Common name: Serbian spruce
Botanical name: Picea omorika
Plant type: Evergreen tree
Zones: 4 to 7
Height: 40 to 60 feet
• Sun: Full sun or partial shade
• Soil: Loamy to sandy
• Moisture: Evenly moist but well-drained
• Mulch: 2 to 3 inches of wood chips or other organic mulch
• Pruning: Only to remove damaged branches
• Fertilizer: Apply compost or balanced fertilizer annually if needed.
• Grafting (for cultivars)
Pests and diseases
• ‘Nana’ is a slow-growing dwarf cultivar with a dense, oval to conical shape.
• ‘Pendula Bruns’ has an upright leader but very pendulous side branches.
• ‘Blue Sky’ has bluer foliage than the species.

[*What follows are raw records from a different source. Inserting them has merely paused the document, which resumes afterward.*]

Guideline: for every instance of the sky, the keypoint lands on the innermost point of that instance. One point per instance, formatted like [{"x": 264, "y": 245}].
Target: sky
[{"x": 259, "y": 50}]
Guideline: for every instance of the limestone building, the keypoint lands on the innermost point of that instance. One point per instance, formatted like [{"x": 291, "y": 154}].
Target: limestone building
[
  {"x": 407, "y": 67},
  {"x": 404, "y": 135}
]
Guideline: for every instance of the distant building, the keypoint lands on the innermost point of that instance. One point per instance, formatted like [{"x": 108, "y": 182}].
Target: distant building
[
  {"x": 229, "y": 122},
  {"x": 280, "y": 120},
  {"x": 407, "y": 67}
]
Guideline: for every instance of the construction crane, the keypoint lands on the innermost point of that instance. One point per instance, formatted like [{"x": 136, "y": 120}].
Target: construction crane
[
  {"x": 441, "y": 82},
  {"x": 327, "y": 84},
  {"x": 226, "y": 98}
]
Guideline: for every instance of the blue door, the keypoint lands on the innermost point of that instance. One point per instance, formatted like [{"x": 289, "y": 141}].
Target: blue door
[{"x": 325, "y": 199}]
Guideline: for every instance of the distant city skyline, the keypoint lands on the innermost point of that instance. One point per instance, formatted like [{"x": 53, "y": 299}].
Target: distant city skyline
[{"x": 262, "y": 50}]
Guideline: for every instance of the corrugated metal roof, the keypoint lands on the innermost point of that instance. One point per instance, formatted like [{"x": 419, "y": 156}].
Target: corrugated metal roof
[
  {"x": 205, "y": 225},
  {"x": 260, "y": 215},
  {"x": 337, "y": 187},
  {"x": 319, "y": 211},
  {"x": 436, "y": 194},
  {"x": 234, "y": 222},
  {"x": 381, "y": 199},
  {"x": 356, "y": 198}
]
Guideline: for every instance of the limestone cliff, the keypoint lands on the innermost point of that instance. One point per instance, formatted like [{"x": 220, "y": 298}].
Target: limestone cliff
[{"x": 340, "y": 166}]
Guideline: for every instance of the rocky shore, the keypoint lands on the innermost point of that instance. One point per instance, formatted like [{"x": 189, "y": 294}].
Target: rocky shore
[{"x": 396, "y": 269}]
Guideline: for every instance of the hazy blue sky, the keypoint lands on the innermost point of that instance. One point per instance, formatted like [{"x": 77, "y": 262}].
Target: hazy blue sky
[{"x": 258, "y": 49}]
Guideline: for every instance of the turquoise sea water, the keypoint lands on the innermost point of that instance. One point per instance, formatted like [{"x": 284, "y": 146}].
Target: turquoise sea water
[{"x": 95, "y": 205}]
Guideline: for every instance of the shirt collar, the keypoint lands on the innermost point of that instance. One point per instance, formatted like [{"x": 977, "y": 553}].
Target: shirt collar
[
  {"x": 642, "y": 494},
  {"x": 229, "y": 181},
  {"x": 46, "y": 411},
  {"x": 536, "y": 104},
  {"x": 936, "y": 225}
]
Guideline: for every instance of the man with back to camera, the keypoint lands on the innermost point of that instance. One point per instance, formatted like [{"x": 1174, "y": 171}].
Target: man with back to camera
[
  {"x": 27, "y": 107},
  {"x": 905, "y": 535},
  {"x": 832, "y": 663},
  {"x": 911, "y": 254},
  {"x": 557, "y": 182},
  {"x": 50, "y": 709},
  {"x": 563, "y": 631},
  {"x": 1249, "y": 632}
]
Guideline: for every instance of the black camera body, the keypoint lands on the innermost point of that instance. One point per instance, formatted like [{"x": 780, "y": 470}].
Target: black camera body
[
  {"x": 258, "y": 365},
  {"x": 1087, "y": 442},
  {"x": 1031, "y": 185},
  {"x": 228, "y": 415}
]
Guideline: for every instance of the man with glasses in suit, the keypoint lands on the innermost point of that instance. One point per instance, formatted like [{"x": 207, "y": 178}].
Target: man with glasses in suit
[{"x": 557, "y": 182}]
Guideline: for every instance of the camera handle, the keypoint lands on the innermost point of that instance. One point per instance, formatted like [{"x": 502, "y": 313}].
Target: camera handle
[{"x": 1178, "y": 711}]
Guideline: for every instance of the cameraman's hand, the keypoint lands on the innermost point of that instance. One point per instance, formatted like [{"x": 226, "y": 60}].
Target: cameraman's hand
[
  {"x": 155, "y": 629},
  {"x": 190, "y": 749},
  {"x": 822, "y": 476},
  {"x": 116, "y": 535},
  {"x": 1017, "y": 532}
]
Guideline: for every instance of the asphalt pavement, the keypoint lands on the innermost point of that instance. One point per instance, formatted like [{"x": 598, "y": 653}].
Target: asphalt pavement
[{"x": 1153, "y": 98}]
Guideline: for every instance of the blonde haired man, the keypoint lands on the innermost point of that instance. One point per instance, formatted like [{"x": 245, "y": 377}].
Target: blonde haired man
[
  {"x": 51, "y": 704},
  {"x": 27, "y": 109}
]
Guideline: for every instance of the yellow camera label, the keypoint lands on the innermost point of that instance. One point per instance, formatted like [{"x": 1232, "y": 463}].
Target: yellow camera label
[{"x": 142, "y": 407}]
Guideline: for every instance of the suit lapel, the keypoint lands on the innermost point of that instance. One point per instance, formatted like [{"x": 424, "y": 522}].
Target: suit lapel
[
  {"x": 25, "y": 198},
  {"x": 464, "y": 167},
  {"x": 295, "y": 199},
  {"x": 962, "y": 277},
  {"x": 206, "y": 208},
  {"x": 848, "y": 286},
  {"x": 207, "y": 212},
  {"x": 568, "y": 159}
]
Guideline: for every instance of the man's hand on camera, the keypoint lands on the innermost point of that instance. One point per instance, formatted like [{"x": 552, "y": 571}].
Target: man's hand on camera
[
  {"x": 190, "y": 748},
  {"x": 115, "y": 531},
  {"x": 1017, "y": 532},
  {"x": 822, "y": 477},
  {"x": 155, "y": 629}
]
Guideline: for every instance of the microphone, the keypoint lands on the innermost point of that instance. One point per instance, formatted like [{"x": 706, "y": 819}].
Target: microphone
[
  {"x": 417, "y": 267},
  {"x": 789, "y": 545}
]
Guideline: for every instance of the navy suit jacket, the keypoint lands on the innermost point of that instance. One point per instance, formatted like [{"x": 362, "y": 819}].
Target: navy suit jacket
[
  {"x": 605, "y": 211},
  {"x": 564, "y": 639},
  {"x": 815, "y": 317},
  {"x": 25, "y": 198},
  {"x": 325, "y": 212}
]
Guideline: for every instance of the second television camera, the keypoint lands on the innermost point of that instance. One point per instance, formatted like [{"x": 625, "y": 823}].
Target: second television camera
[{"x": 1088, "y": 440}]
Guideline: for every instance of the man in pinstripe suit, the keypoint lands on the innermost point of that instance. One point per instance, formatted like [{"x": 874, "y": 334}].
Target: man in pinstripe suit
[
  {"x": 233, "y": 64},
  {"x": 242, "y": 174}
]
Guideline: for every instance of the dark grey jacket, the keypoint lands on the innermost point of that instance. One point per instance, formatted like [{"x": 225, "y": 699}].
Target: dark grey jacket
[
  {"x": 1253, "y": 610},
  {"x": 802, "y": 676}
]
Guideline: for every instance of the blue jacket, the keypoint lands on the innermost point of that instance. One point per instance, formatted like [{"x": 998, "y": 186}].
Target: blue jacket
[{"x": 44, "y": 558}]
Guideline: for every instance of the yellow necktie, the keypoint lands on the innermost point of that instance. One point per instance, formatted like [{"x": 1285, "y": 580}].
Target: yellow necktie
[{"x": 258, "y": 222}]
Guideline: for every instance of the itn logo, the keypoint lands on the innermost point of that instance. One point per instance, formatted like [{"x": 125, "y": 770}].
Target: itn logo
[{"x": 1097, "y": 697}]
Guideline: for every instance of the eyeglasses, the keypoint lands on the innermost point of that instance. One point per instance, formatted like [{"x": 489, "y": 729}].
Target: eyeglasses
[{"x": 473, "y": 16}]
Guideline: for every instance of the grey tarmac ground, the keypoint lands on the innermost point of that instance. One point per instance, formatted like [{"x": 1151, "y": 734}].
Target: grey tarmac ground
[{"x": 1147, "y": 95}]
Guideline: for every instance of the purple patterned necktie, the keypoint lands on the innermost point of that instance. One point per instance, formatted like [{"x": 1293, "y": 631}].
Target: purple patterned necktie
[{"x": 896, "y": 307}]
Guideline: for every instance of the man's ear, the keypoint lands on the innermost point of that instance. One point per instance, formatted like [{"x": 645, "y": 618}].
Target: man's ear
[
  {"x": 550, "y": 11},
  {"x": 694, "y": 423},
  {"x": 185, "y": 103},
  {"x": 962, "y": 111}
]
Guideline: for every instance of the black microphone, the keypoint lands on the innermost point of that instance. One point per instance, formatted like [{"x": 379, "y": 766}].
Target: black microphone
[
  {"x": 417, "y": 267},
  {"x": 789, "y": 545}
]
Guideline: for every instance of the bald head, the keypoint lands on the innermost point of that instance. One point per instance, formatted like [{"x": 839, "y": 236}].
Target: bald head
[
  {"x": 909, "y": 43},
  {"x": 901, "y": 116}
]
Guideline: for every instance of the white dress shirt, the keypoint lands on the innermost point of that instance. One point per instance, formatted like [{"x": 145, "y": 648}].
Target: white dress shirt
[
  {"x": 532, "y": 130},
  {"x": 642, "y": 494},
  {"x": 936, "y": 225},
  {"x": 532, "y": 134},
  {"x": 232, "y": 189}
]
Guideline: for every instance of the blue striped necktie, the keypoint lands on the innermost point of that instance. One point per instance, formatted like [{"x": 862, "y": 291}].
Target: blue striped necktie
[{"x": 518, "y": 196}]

• The silvery color on the lower needle surface is actually due to the presence of several bands of stomates (small pores).
• Its narrow form makes Serbian spruce a great choice for cramped spaces (just make sure there are no overhead power lines or other obstructions).
All in the family
• Serbian spruce is a member of the pine family (Pinaceae), which contains many important landscape and timber trees including pines, spruces and firs.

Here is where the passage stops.